By Andrew Warshaw
January 15 – Disgraced former Asian football leader Mohamed Bin Hammam has broken his long silence by confirming he received €6.7 million in a payment that is long suspected to have been linked to the awarding of the 2006 World Cup to Germany.
However, the former FIFA vice-president has denied involvement in any bribery, according to a report broadcast Sunday by Germany’s ZDF channel, since the money was paid well after the vote in 2000.
Bin Hammam was twice banned from football, the first time over vote-buying allegations surrounding the 2011 FIFA presidential election and then, after that was overturned, for misuse of Asian Football Confederation funds.
In the exclusive ZDF interview, he said: “The €6.7 million have gone into my account, yes. But I would like to know why Germany should have bribed me for something they have already received. The sum was received after the World Cup award.”
Asked if he knew why he received a payment from Germany, the Qatari replied: “I do not know. No, of course I know, but excuse me – it’s only you who cares, no one else.”
The fact that he did not go any further is interesting in itself and will doubtless cast fresh suspicion over whether Germany’s campaign was clean. Allegations have long persisted that the same amount of money was used for a secret slush fund to buy votes. The same figure of €6.7 million was reportedly sent by the German Football Federation to FIFA, declared as a contribution for a cultural gala which never took place. Investigators believe this was a hidden repayment via FIFA to repay former Adidas chief Louis-Dreyfus who had allegedly loaned the money.

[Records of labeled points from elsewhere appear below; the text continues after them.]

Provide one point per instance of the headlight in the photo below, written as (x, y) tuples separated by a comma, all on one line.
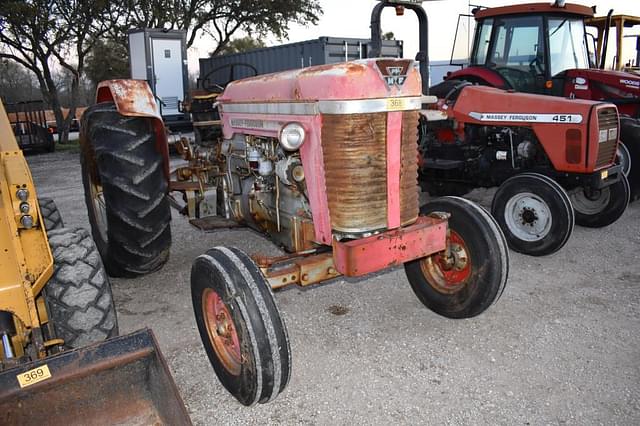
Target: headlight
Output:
[(292, 136)]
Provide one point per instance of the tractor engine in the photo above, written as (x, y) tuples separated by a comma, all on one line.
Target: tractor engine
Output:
[(313, 155), (481, 136), (485, 155)]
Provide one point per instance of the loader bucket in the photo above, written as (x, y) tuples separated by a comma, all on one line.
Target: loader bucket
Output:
[(124, 380)]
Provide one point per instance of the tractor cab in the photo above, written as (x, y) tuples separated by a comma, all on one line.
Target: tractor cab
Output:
[(546, 49), (529, 48)]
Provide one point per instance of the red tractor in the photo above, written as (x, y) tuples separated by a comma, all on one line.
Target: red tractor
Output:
[(552, 158), (544, 48), (322, 161)]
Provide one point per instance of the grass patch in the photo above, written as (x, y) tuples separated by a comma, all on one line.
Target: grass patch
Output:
[(73, 145)]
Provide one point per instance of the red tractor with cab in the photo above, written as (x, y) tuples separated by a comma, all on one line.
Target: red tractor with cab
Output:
[(546, 49), (553, 159)]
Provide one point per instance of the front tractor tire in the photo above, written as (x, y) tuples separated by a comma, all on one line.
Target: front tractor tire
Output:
[(601, 207), (474, 274), (78, 295), (240, 326), (125, 191), (630, 136), (535, 214)]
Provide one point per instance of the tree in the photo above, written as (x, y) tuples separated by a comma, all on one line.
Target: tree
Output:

A Swiss criminal investigation into corruption allegations over the awarding of the 2006 tournament is still ongoing and last spring former bid chief Franz Beckenbauer, Germany’s most revered footballing icon, was questioned by Swiss prosecutors.
Also subject to the Swiss criminal investigation were former DFB presidents Theo Zwanziger and Wolfgang Niersbach as well as ex-DFB general secretary Horst R Schmidt. Back in 2016 Niersbach, once touted as a possible Uefa president, was hit with a one-year ban for failing to report possible misconduct and conflicts of interest during the bidding process when Germany edged South Africa by a single vote to win 12-11 for the right to stage the tournament.
Niersbach was one of six prominent German officials, including Beckenbauer, probed in the wake of an internal inquiry commissioned by the German FA and carried out by law firm Freshfields into the bid. No evidence of vote-buying was found by Freshfields, but neither was it ruled out. The alleged slush fund has never been proven but World Cup organisers have been under scrutiny ever since Frehsfields’ 360-page report commissioned by the DFB attempted to explain a trail of suspect payments.
Swiss prosecutors and German tax authorities specifically want to know how and why the €6.7 million payment ended up being transferred to a company controlled by Bin Hammam.
In the ZDF programme, he admitted: “All the people have been (at) FIFA for so long and thought FIFA was theirs, they can do what they want, what’s good for them personally – including me. I do not mean to say that I was an exception: people who have the greatest power always think they can do what they want.”
He also insisted he was not concerned about ongoing suspicions surrounding Qatar’s 2022 World Cup bid. “They do not affect me all. These are just allegations and remain allegations.”